Menschen, mit einer sehr ausgeprägten und besonders starken inneren Widerstandskraft, ist es oft gemein, dass sie sehr klare langfristige Pläne und Visionen für sich definiert haben, und ihren Alltag immer wieder daran ausrichten. Was ist Ihr Fernziel? Wohin soll Ihre Reise gehen? Schaffen Sie sich innere Bilder von den Situationen, die irgendwann eintreten werden. Das gilt für berufliche Visionen genauso wie für die kleinen Freuden des Lebens. Mit welchen Menschen möchten Sie in Zukunft mehr Zeit verbringen? Welche Themen sollen im Zentrum Ihres Lebens stehen? Vielleicht möchten Sie einen neuen Beruf ergreifen oder im eigenen Beruf die nächste Karrierestufe erklimmen? Vielleicht möchten Sie endlich Ihre Traumreise planen und in die Tat umsetzen? Was immer Sie sich visualisieren – die Aussicht darauf wird ihnen helfen, unsichere und kritische Zeiten zu überstehen.

Tipp 2
Nehmen Sie sich auch für die langfristigen Ziele ein paar Momente Zeit. Vielleicht bei einem guten Glas Wein? Überlegen Sie in Ruhe, wo Sie in den nächsten 5-10 Jahren stehen möchten. Definieren Sie auch hier konkrete Ziele, Zwischenschritte und konkrete Maßnahmen, um die Visionen zu realisieren. Wenn Ihre Vision eine besondere Investition

erfordert (zum Beispiel eine besondere Reise), könnte eine Maßnahme sein, ab sofort monatlich eine feste Summe an Geld zu sparen. Bei beruflichen Vorhaben fällt die Definition einer Vision mitunter schwerer, da sie oft komplexer und von mehreren – untereinander verwobenen – Faktoren, abhängig erscheint. Hier kann ein professionelles Coaching eine sehr gute Investition sein. Einfach um die Dinge anschließend klarer zu sehen. Die Erarbeitung konkreter Lösungen gelingt dann häufig effektiver.
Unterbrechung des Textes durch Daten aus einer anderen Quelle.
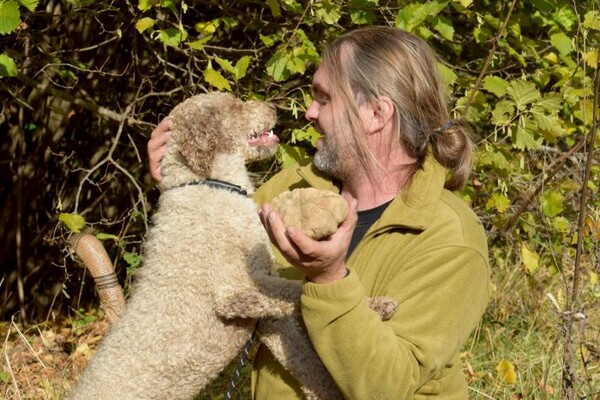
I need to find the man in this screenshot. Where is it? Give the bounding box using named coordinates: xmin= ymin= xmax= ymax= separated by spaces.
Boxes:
xmin=148 ymin=27 xmax=488 ymax=400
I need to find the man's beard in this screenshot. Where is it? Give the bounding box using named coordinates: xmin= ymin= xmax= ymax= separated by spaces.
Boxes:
xmin=313 ymin=135 xmax=345 ymax=181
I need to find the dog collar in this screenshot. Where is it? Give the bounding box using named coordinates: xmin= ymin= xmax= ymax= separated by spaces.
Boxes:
xmin=176 ymin=179 xmax=248 ymax=196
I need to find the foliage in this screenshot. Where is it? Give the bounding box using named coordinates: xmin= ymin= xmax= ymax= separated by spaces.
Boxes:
xmin=0 ymin=0 xmax=600 ymax=396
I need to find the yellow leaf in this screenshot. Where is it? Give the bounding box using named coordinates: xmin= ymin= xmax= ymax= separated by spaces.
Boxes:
xmin=521 ymin=243 xmax=540 ymax=274
xmin=58 ymin=213 xmax=85 ymax=233
xmin=496 ymin=360 xmax=517 ymax=385
xmin=583 ymin=214 xmax=600 ymax=240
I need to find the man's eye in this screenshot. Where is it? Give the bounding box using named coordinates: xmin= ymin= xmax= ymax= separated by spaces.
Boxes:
xmin=315 ymin=96 xmax=329 ymax=105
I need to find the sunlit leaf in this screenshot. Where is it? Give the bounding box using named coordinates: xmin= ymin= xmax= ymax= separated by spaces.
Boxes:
xmin=521 ymin=243 xmax=540 ymax=274
xmin=550 ymin=32 xmax=573 ymax=56
xmin=485 ymin=193 xmax=510 ymax=213
xmin=234 ymin=56 xmax=251 ymax=81
xmin=58 ymin=213 xmax=85 ymax=233
xmin=506 ymin=81 xmax=542 ymax=109
xmin=135 ymin=17 xmax=156 ymax=33
xmin=0 ymin=0 xmax=21 ymax=35
xmin=492 ymin=100 xmax=515 ymax=125
xmin=277 ymin=144 xmax=308 ymax=168
xmin=510 ymin=117 xmax=542 ymax=150
xmin=194 ymin=19 xmax=219 ymax=36
xmin=434 ymin=17 xmax=454 ymax=41
xmin=204 ymin=68 xmax=231 ymax=92
xmin=438 ymin=63 xmax=458 ymax=87
xmin=483 ymin=75 xmax=508 ymax=97
xmin=583 ymin=214 xmax=600 ymax=240
xmin=17 ymin=0 xmax=40 ymax=11
xmin=0 ymin=54 xmax=17 ymax=77
xmin=315 ymin=0 xmax=342 ymax=25
xmin=138 ymin=0 xmax=157 ymax=11
xmin=348 ymin=0 xmax=379 ymax=25
xmin=186 ymin=36 xmax=212 ymax=50
xmin=542 ymin=190 xmax=565 ymax=217
xmin=158 ymin=28 xmax=187 ymax=47
xmin=96 ymin=232 xmax=120 ymax=242
xmin=496 ymin=360 xmax=517 ymax=385
xmin=267 ymin=0 xmax=281 ymax=17
xmin=215 ymin=57 xmax=235 ymax=75
xmin=583 ymin=10 xmax=600 ymax=31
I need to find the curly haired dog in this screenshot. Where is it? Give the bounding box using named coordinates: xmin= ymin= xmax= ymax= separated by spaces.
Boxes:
xmin=70 ymin=92 xmax=394 ymax=400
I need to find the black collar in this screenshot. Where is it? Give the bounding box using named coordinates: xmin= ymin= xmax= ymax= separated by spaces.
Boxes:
xmin=173 ymin=179 xmax=248 ymax=196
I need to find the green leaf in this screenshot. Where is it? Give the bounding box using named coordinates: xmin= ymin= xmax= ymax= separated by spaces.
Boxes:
xmin=438 ymin=63 xmax=458 ymax=90
xmin=204 ymin=68 xmax=231 ymax=92
xmin=550 ymin=32 xmax=573 ymax=56
xmin=234 ymin=56 xmax=251 ymax=81
xmin=194 ymin=19 xmax=220 ymax=36
xmin=17 ymin=0 xmax=40 ymax=11
xmin=483 ymin=75 xmax=508 ymax=97
xmin=135 ymin=17 xmax=156 ymax=33
xmin=215 ymin=57 xmax=235 ymax=75
xmin=96 ymin=232 xmax=120 ymax=242
xmin=452 ymin=0 xmax=473 ymax=8
xmin=291 ymin=126 xmax=321 ymax=147
xmin=506 ymin=81 xmax=542 ymax=110
xmin=266 ymin=49 xmax=290 ymax=82
xmin=0 ymin=0 xmax=21 ymax=35
xmin=158 ymin=28 xmax=187 ymax=47
xmin=542 ymin=190 xmax=565 ymax=217
xmin=496 ymin=360 xmax=517 ymax=385
xmin=536 ymin=92 xmax=563 ymax=113
xmin=58 ymin=213 xmax=85 ymax=233
xmin=267 ymin=0 xmax=281 ymax=17
xmin=492 ymin=100 xmax=515 ymax=126
xmin=258 ymin=34 xmax=278 ymax=47
xmin=277 ymin=144 xmax=308 ymax=168
xmin=186 ymin=36 xmax=212 ymax=50
xmin=123 ymin=252 xmax=142 ymax=275
xmin=511 ymin=117 xmax=542 ymax=150
xmin=348 ymin=0 xmax=379 ymax=25
xmin=485 ymin=193 xmax=510 ymax=213
xmin=138 ymin=0 xmax=157 ymax=11
xmin=0 ymin=53 xmax=17 ymax=77
xmin=434 ymin=17 xmax=454 ymax=41
xmin=521 ymin=243 xmax=540 ymax=274
xmin=583 ymin=10 xmax=600 ymax=31
xmin=314 ymin=0 xmax=342 ymax=25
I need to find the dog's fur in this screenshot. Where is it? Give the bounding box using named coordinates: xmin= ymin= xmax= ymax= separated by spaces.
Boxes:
xmin=70 ymin=92 xmax=350 ymax=400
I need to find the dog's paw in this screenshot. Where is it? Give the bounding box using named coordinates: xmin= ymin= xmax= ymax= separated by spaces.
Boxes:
xmin=367 ymin=296 xmax=398 ymax=321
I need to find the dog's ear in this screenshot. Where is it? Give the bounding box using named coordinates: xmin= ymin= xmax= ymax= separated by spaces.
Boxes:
xmin=173 ymin=105 xmax=219 ymax=177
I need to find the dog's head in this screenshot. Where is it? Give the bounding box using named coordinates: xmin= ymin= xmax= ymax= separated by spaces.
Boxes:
xmin=163 ymin=92 xmax=279 ymax=178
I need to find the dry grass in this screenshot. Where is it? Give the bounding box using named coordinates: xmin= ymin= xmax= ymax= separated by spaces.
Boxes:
xmin=0 ymin=259 xmax=600 ymax=400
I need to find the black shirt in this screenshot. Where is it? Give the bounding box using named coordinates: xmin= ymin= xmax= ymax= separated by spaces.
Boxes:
xmin=346 ymin=201 xmax=392 ymax=259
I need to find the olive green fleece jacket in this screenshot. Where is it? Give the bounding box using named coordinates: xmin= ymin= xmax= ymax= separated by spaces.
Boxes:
xmin=252 ymin=158 xmax=489 ymax=400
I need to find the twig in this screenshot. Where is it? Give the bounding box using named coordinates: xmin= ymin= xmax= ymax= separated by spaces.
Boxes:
xmin=562 ymin=43 xmax=600 ymax=400
xmin=462 ymin=0 xmax=517 ymax=118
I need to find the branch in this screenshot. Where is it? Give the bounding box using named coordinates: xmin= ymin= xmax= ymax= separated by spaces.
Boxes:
xmin=462 ymin=0 xmax=517 ymax=118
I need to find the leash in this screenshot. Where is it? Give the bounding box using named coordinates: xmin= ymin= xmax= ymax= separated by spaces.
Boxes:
xmin=172 ymin=179 xmax=248 ymax=196
xmin=225 ymin=322 xmax=258 ymax=400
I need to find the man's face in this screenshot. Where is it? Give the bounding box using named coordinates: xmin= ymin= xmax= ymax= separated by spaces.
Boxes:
xmin=306 ymin=68 xmax=353 ymax=181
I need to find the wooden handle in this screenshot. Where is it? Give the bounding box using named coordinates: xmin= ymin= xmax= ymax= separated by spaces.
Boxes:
xmin=71 ymin=233 xmax=125 ymax=325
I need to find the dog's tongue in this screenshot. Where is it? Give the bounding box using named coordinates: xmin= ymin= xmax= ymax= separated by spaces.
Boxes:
xmin=248 ymin=130 xmax=279 ymax=147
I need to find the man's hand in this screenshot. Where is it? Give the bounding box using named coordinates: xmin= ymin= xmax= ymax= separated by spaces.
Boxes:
xmin=259 ymin=199 xmax=358 ymax=283
xmin=148 ymin=118 xmax=171 ymax=183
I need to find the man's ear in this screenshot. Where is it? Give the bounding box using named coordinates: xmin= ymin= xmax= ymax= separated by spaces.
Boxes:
xmin=369 ymin=96 xmax=396 ymax=133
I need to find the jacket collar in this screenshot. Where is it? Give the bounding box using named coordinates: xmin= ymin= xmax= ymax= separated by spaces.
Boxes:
xmin=297 ymin=155 xmax=447 ymax=233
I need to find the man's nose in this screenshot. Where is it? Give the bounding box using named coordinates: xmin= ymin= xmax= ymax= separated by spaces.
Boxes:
xmin=304 ymin=100 xmax=319 ymax=122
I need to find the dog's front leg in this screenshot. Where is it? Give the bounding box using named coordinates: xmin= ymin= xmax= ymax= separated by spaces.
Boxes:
xmin=214 ymin=275 xmax=302 ymax=319
xmin=258 ymin=318 xmax=343 ymax=400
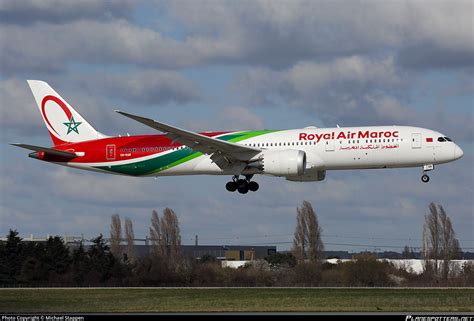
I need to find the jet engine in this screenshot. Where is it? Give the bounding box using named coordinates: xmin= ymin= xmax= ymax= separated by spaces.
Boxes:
xmin=248 ymin=150 xmax=306 ymax=176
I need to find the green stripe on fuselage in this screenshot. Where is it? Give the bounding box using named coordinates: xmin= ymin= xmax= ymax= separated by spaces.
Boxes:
xmin=95 ymin=130 xmax=277 ymax=176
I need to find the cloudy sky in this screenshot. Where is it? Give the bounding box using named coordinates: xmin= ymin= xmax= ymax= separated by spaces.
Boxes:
xmin=0 ymin=0 xmax=474 ymax=252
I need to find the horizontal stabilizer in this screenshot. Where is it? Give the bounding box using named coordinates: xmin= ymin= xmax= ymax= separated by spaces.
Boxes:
xmin=11 ymin=144 xmax=77 ymax=158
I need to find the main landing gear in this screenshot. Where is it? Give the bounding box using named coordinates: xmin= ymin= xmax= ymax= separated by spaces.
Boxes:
xmin=225 ymin=175 xmax=259 ymax=194
xmin=421 ymin=164 xmax=434 ymax=183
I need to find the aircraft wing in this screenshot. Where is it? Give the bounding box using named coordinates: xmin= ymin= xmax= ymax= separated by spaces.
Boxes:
xmin=116 ymin=110 xmax=261 ymax=168
xmin=12 ymin=144 xmax=77 ymax=158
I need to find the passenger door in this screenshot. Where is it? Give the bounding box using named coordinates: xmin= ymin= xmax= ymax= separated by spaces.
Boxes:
xmin=105 ymin=145 xmax=115 ymax=160
xmin=411 ymin=133 xmax=421 ymax=148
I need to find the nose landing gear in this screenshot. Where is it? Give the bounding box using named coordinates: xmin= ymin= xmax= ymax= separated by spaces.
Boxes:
xmin=421 ymin=164 xmax=434 ymax=183
xmin=225 ymin=175 xmax=259 ymax=194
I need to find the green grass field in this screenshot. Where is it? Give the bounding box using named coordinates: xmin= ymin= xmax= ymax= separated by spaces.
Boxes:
xmin=0 ymin=288 xmax=474 ymax=313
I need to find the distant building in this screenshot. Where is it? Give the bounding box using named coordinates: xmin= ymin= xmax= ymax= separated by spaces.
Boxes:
xmin=122 ymin=245 xmax=276 ymax=261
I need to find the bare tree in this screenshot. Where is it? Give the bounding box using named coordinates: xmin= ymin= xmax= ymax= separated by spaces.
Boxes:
xmin=402 ymin=245 xmax=415 ymax=259
xmin=160 ymin=207 xmax=181 ymax=266
xmin=422 ymin=203 xmax=461 ymax=280
xmin=110 ymin=214 xmax=122 ymax=259
xmin=150 ymin=210 xmax=163 ymax=258
xmin=292 ymin=207 xmax=308 ymax=262
xmin=293 ymin=201 xmax=324 ymax=263
xmin=125 ymin=217 xmax=135 ymax=262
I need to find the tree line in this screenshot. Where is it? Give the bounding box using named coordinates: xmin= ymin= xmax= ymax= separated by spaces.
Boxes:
xmin=0 ymin=201 xmax=474 ymax=287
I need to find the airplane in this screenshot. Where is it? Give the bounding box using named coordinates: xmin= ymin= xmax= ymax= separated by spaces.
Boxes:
xmin=12 ymin=80 xmax=463 ymax=194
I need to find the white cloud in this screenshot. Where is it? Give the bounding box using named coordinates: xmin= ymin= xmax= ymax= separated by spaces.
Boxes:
xmin=0 ymin=1 xmax=474 ymax=73
xmin=218 ymin=107 xmax=264 ymax=130
xmin=0 ymin=0 xmax=133 ymax=25
xmin=90 ymin=70 xmax=201 ymax=106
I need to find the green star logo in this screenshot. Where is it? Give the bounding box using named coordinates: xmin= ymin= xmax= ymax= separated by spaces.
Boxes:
xmin=63 ymin=116 xmax=82 ymax=135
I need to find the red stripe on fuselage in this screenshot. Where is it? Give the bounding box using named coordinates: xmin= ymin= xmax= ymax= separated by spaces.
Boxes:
xmin=51 ymin=132 xmax=228 ymax=163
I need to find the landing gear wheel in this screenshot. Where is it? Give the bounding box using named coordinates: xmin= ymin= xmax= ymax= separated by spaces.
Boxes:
xmin=225 ymin=182 xmax=237 ymax=192
xmin=237 ymin=184 xmax=249 ymax=194
xmin=248 ymin=182 xmax=259 ymax=192
xmin=237 ymin=179 xmax=248 ymax=189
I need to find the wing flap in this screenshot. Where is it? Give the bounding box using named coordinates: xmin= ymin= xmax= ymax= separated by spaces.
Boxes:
xmin=116 ymin=110 xmax=261 ymax=168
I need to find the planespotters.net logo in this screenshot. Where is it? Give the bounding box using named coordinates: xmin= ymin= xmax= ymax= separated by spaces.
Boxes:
xmin=405 ymin=315 xmax=474 ymax=321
So oder so. Richten Sie Ihre Gedanken in die Zukunft! Träumen Sie ein bisschen! Denken Sie dabei an die mutigen Seefahrer und definieren Sie Ihren Zielhafen, in dem Sie ein Bild von der Zukunft entwerfen, wie es für Sie schön und erstrebenswert ist. Greifen Sie nach den Sternen – gerade in diesen unsicheren Zeiten. Das wird Ihnen helfen, Ihre Zuversicht zu bewahren und innerlich gestärkt daraus hervorzugehen.

Ich wünsche Ihnen viel Spaß dabei und bleiben Sie – heute noch mehr als sonst – gesund und neugierig.